The delinquency rate, which covers eight loan categories, was the highest since a 2.51 percent rate in the second quarter of 2001. Late payments on some types of loans rose to levels not seen since the 1990s.

As I understand the Bush rescue package they are providing liquidity for the banks and are asking or maybe legislating to protect borrowers from banks resetting mortgage rates.

The Bush recue plan does not provide any liquidity, it is a simple rate freeze applied to a marginal number of households and will have a negligible effect.
 
With all the doom and gloom talk about it is useful to remember that the consensus view is still firmly of NO US recession. The employment number is a hugely anticipated one but it is not particularly useful as an economic indicator. Firstly it is very volatile number subject to huge revisions. Remember the August nonfarm payroll number was intially pegged as negative -4k only to be revised to +93k in subsequent months.
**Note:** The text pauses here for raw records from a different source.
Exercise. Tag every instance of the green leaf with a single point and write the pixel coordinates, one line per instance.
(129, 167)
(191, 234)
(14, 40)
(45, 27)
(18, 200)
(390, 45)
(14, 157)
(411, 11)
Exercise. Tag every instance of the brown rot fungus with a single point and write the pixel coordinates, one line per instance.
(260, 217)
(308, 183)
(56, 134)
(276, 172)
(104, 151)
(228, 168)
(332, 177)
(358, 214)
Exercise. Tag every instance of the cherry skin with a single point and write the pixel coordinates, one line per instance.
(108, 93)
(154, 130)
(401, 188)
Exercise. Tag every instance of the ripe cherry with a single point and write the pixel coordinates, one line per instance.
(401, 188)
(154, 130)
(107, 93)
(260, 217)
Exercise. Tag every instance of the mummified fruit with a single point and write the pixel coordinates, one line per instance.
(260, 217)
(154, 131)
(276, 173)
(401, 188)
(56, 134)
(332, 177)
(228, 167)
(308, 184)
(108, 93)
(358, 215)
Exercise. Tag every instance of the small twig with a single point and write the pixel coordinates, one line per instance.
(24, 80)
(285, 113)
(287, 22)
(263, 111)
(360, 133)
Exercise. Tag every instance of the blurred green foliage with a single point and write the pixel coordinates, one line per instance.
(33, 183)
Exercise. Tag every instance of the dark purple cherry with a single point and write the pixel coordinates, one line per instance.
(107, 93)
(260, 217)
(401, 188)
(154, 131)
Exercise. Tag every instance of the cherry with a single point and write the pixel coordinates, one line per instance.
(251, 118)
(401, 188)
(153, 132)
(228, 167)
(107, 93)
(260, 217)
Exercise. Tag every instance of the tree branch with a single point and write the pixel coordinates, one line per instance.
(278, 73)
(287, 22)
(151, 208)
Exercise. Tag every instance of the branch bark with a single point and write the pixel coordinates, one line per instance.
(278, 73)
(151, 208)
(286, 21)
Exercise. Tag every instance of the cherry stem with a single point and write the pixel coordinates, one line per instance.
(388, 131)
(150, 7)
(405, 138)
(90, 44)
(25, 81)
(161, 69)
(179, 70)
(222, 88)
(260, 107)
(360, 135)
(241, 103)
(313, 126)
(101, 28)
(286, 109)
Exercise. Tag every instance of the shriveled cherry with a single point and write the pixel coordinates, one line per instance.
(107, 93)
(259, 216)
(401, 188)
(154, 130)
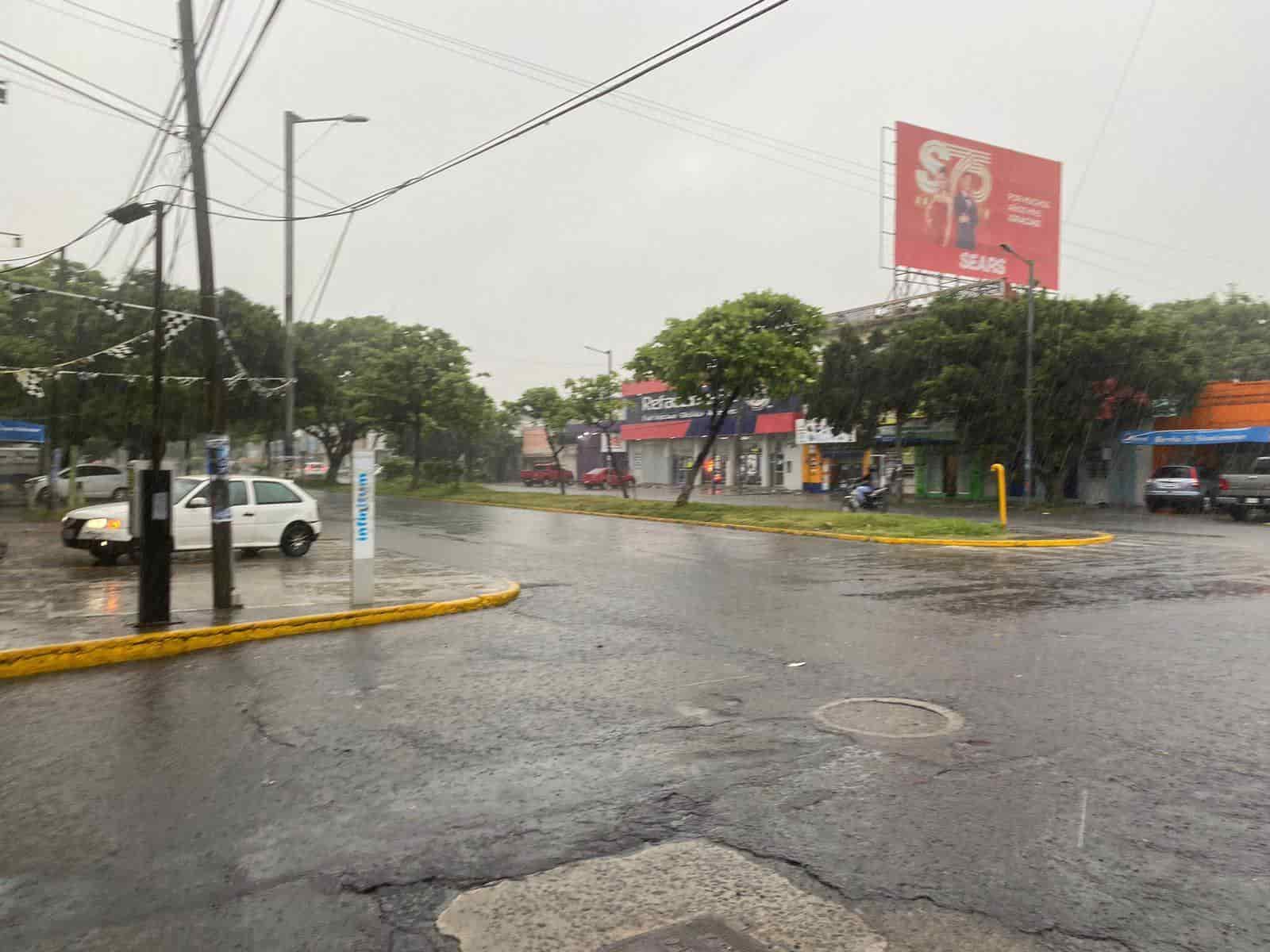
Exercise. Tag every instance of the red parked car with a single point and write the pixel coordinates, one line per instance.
(545, 475)
(605, 478)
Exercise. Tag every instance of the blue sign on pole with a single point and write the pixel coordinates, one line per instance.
(1198, 438)
(21, 432)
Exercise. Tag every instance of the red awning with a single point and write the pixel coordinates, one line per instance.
(656, 431)
(775, 423)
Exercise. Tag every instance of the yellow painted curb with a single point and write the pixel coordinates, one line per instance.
(44, 659)
(1095, 539)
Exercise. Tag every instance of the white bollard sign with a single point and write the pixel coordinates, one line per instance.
(364, 527)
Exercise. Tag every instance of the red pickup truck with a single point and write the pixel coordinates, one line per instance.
(605, 479)
(545, 475)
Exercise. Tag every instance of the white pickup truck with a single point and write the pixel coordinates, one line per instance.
(1242, 494)
(267, 513)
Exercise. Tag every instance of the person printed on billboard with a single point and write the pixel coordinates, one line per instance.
(967, 213)
(941, 196)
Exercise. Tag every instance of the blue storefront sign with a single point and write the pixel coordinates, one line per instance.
(1197, 438)
(21, 432)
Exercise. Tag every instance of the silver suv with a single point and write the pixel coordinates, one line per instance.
(1181, 486)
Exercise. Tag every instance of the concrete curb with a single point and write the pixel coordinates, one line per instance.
(1092, 539)
(44, 659)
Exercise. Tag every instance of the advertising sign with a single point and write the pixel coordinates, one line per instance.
(219, 467)
(819, 432)
(364, 527)
(958, 200)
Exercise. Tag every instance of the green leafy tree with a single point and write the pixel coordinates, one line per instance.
(1100, 363)
(330, 403)
(406, 385)
(545, 408)
(761, 344)
(597, 403)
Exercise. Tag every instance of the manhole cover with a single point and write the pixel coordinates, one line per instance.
(705, 935)
(888, 717)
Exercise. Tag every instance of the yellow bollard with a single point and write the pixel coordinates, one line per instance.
(1001, 490)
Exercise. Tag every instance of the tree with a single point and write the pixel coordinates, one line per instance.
(597, 401)
(545, 408)
(1099, 366)
(761, 344)
(406, 384)
(330, 404)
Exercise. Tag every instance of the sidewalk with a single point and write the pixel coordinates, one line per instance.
(1064, 516)
(51, 594)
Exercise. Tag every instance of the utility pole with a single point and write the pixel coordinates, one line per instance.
(222, 537)
(289, 295)
(1028, 387)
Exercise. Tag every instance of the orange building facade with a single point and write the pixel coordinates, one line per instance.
(1222, 405)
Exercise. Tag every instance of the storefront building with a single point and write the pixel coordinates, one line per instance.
(1225, 432)
(664, 435)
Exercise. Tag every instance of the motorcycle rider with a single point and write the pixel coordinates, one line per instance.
(863, 489)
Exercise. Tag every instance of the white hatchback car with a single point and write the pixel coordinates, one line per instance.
(267, 513)
(94, 482)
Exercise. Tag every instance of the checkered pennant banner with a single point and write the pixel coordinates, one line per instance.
(32, 381)
(111, 309)
(124, 349)
(19, 291)
(173, 324)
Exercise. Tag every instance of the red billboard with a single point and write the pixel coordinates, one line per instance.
(956, 201)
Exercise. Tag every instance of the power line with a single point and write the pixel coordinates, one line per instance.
(258, 177)
(120, 19)
(321, 289)
(82, 79)
(80, 92)
(664, 57)
(554, 78)
(247, 63)
(1115, 99)
(102, 25)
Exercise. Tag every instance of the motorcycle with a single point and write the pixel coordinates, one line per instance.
(874, 501)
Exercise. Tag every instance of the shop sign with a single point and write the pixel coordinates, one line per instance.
(819, 432)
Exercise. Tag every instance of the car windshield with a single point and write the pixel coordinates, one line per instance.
(182, 486)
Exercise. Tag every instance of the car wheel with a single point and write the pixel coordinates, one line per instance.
(296, 539)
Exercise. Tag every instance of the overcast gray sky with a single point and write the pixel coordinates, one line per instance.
(602, 225)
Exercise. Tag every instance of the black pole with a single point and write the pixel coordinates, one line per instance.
(154, 606)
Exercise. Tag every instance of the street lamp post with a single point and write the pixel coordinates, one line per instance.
(154, 606)
(1028, 387)
(609, 431)
(290, 121)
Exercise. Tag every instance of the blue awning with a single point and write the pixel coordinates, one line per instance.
(21, 432)
(1195, 438)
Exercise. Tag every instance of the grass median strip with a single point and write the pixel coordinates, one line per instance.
(756, 517)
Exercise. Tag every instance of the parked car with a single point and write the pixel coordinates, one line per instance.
(603, 478)
(267, 513)
(95, 482)
(1242, 494)
(545, 475)
(1191, 488)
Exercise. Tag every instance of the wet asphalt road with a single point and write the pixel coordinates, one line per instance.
(1110, 789)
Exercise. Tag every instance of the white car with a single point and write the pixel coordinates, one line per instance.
(267, 513)
(94, 480)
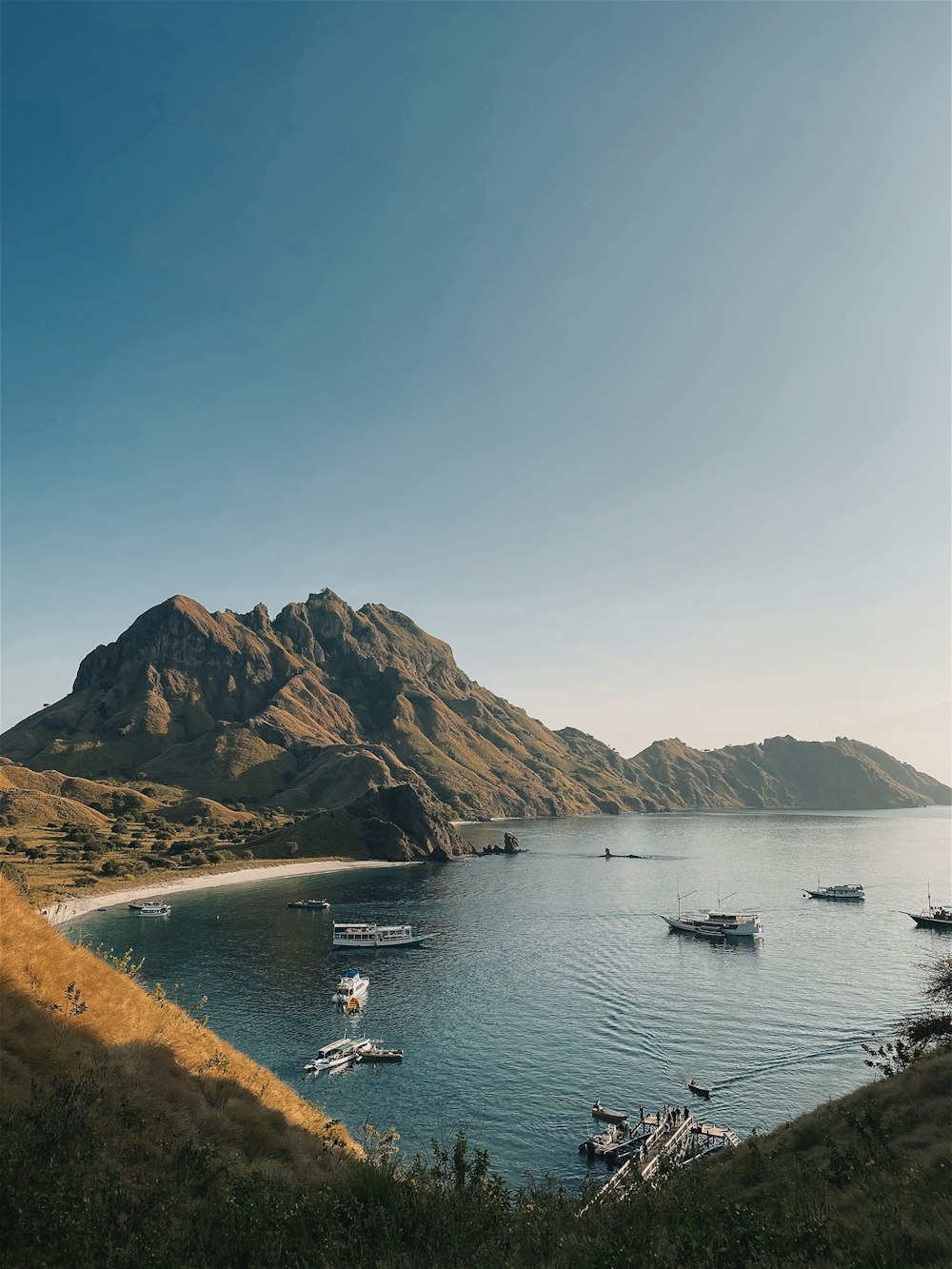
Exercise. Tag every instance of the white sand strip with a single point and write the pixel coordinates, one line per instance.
(69, 909)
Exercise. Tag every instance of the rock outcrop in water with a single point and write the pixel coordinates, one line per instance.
(326, 704)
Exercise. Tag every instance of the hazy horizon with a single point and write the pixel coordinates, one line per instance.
(609, 343)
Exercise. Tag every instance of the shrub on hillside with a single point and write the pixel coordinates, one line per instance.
(15, 875)
(121, 867)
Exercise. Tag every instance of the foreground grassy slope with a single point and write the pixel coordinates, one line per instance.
(162, 1078)
(131, 1135)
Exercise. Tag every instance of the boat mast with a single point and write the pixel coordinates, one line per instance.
(684, 896)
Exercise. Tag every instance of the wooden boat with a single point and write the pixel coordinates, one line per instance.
(852, 894)
(937, 917)
(600, 1112)
(362, 934)
(154, 907)
(338, 1054)
(352, 986)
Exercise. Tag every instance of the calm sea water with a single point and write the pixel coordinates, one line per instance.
(552, 981)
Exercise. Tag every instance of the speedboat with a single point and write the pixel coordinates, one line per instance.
(341, 1052)
(847, 894)
(154, 907)
(937, 917)
(362, 934)
(607, 1116)
(352, 986)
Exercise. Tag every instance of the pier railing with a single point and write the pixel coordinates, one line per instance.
(669, 1140)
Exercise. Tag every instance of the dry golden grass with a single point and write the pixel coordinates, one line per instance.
(67, 1012)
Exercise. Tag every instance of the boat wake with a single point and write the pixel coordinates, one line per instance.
(780, 1063)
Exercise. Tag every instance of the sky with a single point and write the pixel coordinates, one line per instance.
(609, 342)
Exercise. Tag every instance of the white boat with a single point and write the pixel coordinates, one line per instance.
(154, 907)
(341, 1052)
(845, 894)
(352, 986)
(937, 917)
(364, 934)
(715, 924)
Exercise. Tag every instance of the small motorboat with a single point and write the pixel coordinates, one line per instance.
(607, 1116)
(352, 987)
(937, 917)
(368, 936)
(339, 1052)
(154, 907)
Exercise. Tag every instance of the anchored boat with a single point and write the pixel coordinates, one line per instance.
(341, 1052)
(845, 894)
(362, 934)
(937, 917)
(352, 987)
(715, 924)
(607, 1116)
(154, 907)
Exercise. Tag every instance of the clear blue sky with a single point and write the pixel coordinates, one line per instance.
(608, 342)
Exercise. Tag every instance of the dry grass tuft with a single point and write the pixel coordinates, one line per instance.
(65, 1012)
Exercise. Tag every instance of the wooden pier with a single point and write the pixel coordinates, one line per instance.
(673, 1132)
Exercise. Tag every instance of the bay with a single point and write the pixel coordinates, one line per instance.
(552, 980)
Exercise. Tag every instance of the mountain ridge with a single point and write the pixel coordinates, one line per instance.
(324, 704)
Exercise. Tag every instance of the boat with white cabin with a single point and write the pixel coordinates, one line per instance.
(715, 924)
(339, 1052)
(852, 894)
(154, 907)
(352, 986)
(365, 934)
(937, 917)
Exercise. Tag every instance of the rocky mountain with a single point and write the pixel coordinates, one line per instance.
(326, 704)
(783, 772)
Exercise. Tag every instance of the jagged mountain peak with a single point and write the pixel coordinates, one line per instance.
(326, 702)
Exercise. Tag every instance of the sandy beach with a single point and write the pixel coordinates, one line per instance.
(69, 909)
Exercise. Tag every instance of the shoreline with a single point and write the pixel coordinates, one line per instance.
(69, 909)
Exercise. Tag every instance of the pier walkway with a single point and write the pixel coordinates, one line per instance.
(674, 1132)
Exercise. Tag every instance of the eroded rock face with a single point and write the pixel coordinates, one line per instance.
(398, 823)
(312, 709)
(326, 704)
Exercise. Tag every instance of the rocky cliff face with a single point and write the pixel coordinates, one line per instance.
(396, 823)
(312, 709)
(326, 704)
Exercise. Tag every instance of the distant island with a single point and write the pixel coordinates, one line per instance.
(331, 730)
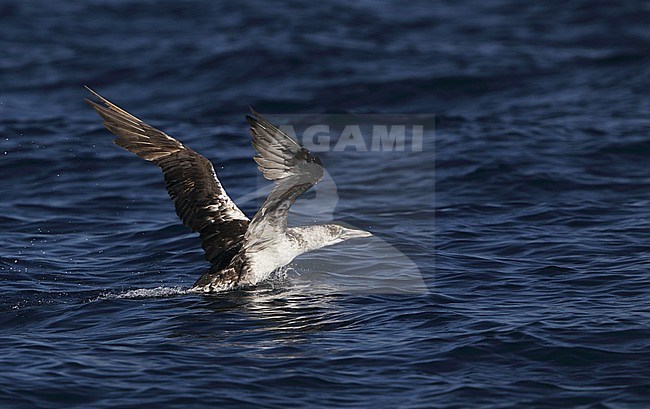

Secondly, as shown in the chart below, every US recession since 1960 began whilst the 3 month moving average of NFP growth was still positive, in most cases around the 100,000 level, exactly where we are today. Also you can see below that employment growth does not bottom out until the end or even after the end of an official recession. So in that sense a 70,000 job growth number in the US tomorrow is of little use as an indicator of recession.

A daily free newsletter by Chuck Butler (Everbank), can find through the Kitco site, often discusses the job numbers among many other Forex trading matters. Only a few months back the job number was 260,000 as compared to the 70,000 you quote. The issue that is glaring if one looks deeper is the rhetorical spin from Wall street prior to the release of such figures. If the number to come out is a drop Wall Street pundits will bandi about an expected number some 20 or 30% below the actual so that when the news is released the headline "Much Better than Expected" takes centre stage and away the market goes again.

In these uncertain times it is worth while listening to some of the news releases directly rather than through the full media filter to your home newspapar. I tend to keep a lot of past figures and charts on my wall above the computer screen for refence. Watch the bugg-rs.

Was listening to ABC radio business roundup this morning and commentator saying that he thought probably US would not go into recession. Spare may days, if you follow the figures properly they have been in it for some months and the situation is dire. If you dont' wake the sheep up we may be able to slaughter the lot of em without a sound.